When Melissa McCarthy followed her sitcom success Mike and Molly with a scene-stealing role in Bridesmaids, there were headlines about the comedy star "having a moment".
That moment has now spanned more than a decade.
A decade that's seen her become one of the highest-paid stars on the planet, an influential producer, and - according to The New York Times - one of "the greatest actors of the 21st Century". (I mean, can you name any else that's earned an Oscar nomination for a role that involves having violent diarrhea in a bathroom sink?)
But still, McCarthy can't help but feel like she's gotten away with it all.
It all started with boredom.
Melissa McCarthy grew up on a corn and soybean farm in the US state of Illinois. Her father worked for a railway company, her mother as a secretary.
The isolated upbringing stoked McCarthy's imagination.
"I had no neighbours, I had no kids to play with. So I’d be, like, running around the barn pretending I was a detective or something," she told The Howard Stern Show.
McCarthy attended a Catholic school where she was on the student council, played tennis, and had lots of friends. But she also flirted with a gothic phase — think dyed black hair, Kabuki makeup and capes paired with her plaid uniform. McCarthy has insisted it wasn't a symptom of teenage angst or small-town rebellion. Again, she was just... bored.
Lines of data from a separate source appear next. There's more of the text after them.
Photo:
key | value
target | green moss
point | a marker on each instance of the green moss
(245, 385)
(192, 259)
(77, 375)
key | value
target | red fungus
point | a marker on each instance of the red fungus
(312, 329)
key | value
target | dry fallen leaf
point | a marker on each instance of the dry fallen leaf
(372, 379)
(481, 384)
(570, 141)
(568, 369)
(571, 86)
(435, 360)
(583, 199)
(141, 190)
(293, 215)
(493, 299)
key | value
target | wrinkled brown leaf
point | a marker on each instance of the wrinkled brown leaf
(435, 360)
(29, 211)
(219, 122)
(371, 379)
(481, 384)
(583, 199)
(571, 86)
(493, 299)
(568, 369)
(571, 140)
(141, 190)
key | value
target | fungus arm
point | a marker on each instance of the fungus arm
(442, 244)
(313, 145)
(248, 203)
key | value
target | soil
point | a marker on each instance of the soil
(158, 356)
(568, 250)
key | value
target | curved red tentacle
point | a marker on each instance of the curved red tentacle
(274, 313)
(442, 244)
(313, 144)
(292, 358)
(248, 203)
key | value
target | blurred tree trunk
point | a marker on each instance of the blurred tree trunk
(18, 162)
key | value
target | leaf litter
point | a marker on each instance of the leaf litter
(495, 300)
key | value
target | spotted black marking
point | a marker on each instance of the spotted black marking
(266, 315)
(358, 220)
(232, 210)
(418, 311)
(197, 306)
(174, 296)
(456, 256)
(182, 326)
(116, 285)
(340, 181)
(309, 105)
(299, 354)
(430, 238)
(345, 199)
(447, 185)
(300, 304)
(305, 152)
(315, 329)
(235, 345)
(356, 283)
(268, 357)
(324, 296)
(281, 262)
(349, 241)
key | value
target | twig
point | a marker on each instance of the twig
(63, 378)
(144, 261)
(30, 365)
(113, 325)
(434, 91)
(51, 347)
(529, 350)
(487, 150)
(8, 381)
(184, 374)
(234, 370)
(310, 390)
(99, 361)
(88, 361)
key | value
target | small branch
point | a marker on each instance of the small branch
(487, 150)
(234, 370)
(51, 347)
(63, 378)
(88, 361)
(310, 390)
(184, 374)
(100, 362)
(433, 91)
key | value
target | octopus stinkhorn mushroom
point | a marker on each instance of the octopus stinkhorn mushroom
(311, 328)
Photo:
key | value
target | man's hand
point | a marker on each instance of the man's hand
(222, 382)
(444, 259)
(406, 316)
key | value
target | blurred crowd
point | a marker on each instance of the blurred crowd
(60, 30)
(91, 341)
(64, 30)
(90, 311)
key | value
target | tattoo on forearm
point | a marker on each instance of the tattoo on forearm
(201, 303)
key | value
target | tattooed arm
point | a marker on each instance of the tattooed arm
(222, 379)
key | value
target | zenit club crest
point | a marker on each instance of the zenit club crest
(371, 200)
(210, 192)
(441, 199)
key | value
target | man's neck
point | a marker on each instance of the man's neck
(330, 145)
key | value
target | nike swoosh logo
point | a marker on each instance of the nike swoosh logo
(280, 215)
Watch the trailer for Nine Perfect Strangers starring Melissa McCarthy below. Post continues after video.
But despite all the dress-ups and make-believe of her youth, McCarthy didn't head straight for Hollywood after finishing school. She had dreams of being in fashion.
She started out studying textiles at the University of Illinois but dropped out. Then, at the age of 20, with no money, she followed her friend, shoe designer Brian Atwood, to New York.
It was there, on her second night in the city, that Atwood suggested she try stand-up comedy.
McCarthy started out regaling audiences with "long, self-involved stories" at open mic nights, before taking acting classes and ultimately joining Groundlings — the improv and sketch comedy theatre school that boasts alumni including Jennifer Coolidge, Kristen Wiig, Will Ferrell and Lisa Kudrow.